A system designed to exclude needy vets to save money on benefits may be behind the effort to saddle a paralyzed Green Beret with a dishonorable discharge and deny him medical benefits because of an error in judgment.
Sgt. 1st Class Timothy Brumit, who admits to having “struggled” with substance abuse since returning from eight combat tours, made a split-second decision when he heard a Coast Guard alert about a missing girl – taking action, as the elite soldiers are trained to do.
Believing he saw a figure flailing in water, Brumit dove into what turned out to be shallow water, hit a sandbar and broke his neck, becoming paralyzed in the process.

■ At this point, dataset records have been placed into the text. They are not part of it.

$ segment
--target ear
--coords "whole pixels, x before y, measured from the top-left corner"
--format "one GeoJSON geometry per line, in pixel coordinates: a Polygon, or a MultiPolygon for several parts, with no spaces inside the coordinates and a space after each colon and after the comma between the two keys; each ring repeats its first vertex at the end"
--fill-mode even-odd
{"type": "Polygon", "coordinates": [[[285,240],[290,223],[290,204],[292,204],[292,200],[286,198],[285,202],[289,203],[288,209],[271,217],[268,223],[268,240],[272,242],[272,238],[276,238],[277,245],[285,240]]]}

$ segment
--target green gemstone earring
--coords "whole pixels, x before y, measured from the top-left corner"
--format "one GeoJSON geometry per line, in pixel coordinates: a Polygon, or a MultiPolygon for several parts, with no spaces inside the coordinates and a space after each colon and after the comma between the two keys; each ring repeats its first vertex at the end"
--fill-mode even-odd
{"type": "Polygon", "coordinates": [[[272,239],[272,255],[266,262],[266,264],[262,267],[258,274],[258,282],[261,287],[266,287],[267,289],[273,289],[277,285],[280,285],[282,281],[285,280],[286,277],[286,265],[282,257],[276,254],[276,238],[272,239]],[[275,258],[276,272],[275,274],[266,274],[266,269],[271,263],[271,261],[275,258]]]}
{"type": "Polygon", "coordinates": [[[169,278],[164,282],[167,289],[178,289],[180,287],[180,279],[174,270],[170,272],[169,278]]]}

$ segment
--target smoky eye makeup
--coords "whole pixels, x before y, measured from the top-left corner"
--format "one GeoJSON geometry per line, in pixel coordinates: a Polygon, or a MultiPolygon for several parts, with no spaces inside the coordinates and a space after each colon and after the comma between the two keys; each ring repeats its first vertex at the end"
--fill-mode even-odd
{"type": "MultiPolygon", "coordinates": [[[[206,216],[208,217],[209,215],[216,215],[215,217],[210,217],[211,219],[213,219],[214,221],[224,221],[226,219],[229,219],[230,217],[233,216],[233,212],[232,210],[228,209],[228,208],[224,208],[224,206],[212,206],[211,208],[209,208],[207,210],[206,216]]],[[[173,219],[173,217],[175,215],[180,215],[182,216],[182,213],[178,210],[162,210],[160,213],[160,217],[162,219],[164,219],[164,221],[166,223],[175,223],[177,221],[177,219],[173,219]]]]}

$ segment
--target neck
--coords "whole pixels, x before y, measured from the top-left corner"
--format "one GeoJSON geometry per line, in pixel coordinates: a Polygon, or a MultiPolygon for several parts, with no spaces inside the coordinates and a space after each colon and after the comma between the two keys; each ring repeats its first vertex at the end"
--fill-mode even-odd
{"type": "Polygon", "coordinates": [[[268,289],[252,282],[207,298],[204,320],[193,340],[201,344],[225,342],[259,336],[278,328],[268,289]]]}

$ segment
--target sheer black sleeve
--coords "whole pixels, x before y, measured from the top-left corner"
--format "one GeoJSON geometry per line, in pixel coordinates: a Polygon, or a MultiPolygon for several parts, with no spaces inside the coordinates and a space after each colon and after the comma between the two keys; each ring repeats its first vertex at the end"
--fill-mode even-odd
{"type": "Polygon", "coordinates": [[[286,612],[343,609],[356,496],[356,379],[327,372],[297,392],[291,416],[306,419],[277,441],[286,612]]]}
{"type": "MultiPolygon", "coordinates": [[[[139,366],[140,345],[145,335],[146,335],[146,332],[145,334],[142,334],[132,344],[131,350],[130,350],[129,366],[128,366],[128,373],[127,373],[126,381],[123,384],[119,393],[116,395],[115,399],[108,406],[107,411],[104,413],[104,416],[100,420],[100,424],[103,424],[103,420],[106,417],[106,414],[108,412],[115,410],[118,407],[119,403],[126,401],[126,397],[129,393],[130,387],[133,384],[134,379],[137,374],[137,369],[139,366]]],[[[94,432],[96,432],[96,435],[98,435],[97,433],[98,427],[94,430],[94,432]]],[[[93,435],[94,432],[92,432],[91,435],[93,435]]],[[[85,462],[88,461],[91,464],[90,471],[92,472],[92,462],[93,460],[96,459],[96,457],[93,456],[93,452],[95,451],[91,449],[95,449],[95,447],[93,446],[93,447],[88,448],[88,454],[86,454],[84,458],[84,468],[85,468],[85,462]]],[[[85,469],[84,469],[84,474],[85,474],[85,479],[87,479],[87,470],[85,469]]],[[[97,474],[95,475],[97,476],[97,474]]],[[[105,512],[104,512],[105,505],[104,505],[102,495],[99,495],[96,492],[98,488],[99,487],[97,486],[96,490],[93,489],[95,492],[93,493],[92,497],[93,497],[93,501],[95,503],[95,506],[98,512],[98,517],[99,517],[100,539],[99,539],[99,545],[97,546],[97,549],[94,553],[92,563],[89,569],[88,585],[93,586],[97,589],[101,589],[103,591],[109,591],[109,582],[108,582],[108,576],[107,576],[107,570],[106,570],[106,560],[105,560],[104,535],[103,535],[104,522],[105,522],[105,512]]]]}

The little girl was later found safe, but the Army has declared Brumit’s action as reckless and negligent, claiming it stemmed from his history of drug and alcohol use.
The determination means the paralyzed vet will not receive medical care, subjecting his family to certain-bankruptcy and jeopardizing the level of care he can receive.
Brumit, who admits he drank on the day of the injury, but denies being intoxicated or having drugs in his system, lives with his parents, and has already undergone seven surgeries since the devastating injury.
Now, Rep. Duncan Hunter (R-CA) is pressuring the Army to reconsider its position.
Lt. Gen. Kenneth E. Tovo, Commander of U.S. Army Special Operations Command, has asked Army Human Resources Command to “reconsider” the determination.
In a heartfelt letter to Hunter, Brumit acknowledged his struggles, but said the Army had “failed” him as he sought help to deal with PTSD, Traumatic Brain Injury (TBI), and secondary Substance Use Disorder (SUD).
Hunter said Brumit was prevented from getting necessary treatment and even removed from drug-and-alcohol treatment by the 7th Special Forces Group to return to duty.
To his credit, Tovo responded saying, “it is undisputed that Brumit’s multiple combat tours created stressors at home” that could have contributed to substance abuse, adding he wanted to “err on the side of the soldier. Based on the totality of the circumstances, a review of these unknown factors warrants reconsideration.”